The Tragic Number That Got Us All Talking About Our Clothing
1,134 is the official government death toll of the Rana Plaza building collapse in Bangladesh. The building, which collapsed in April, was home to five garment factories.
But this number isn't just about a horrible tragedy — it's about what happened next. After the collapse, the reaction outside Bangladesh was immediate. Twenty-six North American brands, including Gap, Wal-Mart and the Children's Place, formed the Alliance for Bangladesh Worker Safety. A separate group led by European brands and companies signed the Accord on Fire and Building Safety in Bangladesh with local unions in the country. In November, the two groups got together with representatives from the Bangladesh government to agree on unified factory inspection standards.
"Before Rana Plaza, the factory owners had 26 brands that were coming to them with different requirements; now you've got the 26 brands of the alliance all speaking with one voice," says Jeff Krilla, the alliance's president. "We all now have one set of standards."
Krilla says his group is set to start conducting inspections with the new standards next month. Meantime, inspectors working on behalf of the Bangladeshi government say progress has been slow because of political turmoil inside the country. Mehedi Ahmed Ansary, a professor at the Bangladesh University of Engineering and Technology, says his group, which is assisting the government, has only been able to inspect around 60 factories in the past month. The group is assigned to check about 1,000 factories not covered by the alliance or the accord.
Inside Bangladesh, the reaction to Rana Plaza wasn't just about safety. With the world suddenly watching Bangladesh more closely, workers there saw an opportunity. This was going to be their moment to push for better working conditions and higher wages.
When I visited the country a couple of months after the building collapse, there was lots of talk about safety and working conditions, but more than anything, workers told me what they wanted was to make more money.
I met 32-year-old Shumi Hossain at an orientation for new union members in Dhaka. She told me something that a lot of workers in Bangladesh told me: Her No. 1 concern was salary and how much she was paid for overtime. Her No. 2 concern was abusive managers.
Syed Sultan Uddin Ahmed was leading the training at the Bangladesh Institute of Labor Studies, where I met Hossain. He told me that before Rana Plaza, the government was reluctant to give unions official recognition.
"There is a negative mindset that if there is [a] union, then it will disturb the growth of the industry. But because of all the disaster and everything, there was numerous pressure[s] on government, so government is slowly changing their position," said Ahmed.
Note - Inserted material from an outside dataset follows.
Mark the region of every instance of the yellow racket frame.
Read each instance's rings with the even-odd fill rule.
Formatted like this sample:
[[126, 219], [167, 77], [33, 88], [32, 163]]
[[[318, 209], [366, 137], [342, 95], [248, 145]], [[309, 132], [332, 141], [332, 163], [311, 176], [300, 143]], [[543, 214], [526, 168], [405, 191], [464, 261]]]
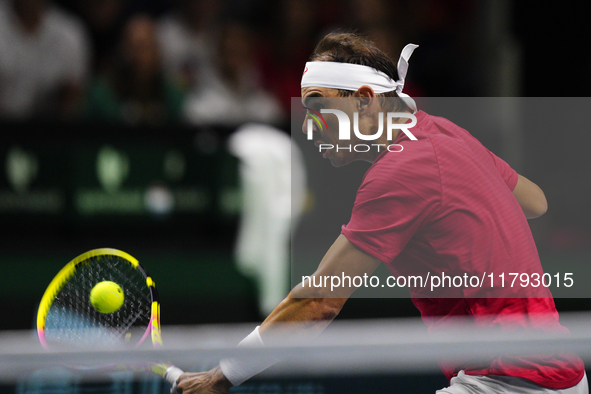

According to Ahmed, the government approved close to 100 unions in the six months following the collapse. These unions can now have official negotiations with factory owners, but they are also taking to the streets.
This fall, there were massive protests around garment factories in Bangladesh. Workers were protesting for higher wages. Factories were vandalized and forced to close. Some workers were killed in clashes with police.
The result of this activity was a new number for Bangladesh: On Dec. 1, eight months after the building collapse, Bangladesh increased its minimum wage from about $39 a month to $68 a month.
Of course, like a lot of agreements like this, it's a number that not everyone is happy with.
Sirajul Islam Rony was on the government wage board representing the workers.
"We are not overly happy about it, but we are fine with it. With this rise, maybe [the workers'] situation will improve a little bit, but not much," Rony says. "It won't be a really meaningful improvement."
The increase was much less than the workers were asking for; they wanted over $100 a month — way more than the factory owners wanted to pay.
Rubana Huq runs a group of garment factories in Bangladesh making dress shirts and blazers. She says Bangladesh's competitive advantage has been its cheap labor. She worries that if wages go too high, Western brands will leave. She says the new minimum wage is a good compromise.
"It's going to be good for the workers," says Huq. "It's going to be a little tough for the owners, but I think we shall survive."
With this new number, Bangladesh has narrowed the gap between its wages and the wages of other big garment producers, like India and Vietnam. But even with the increase, Bangladesh is still pretty much the cheapest place in the world to make a T-shirt.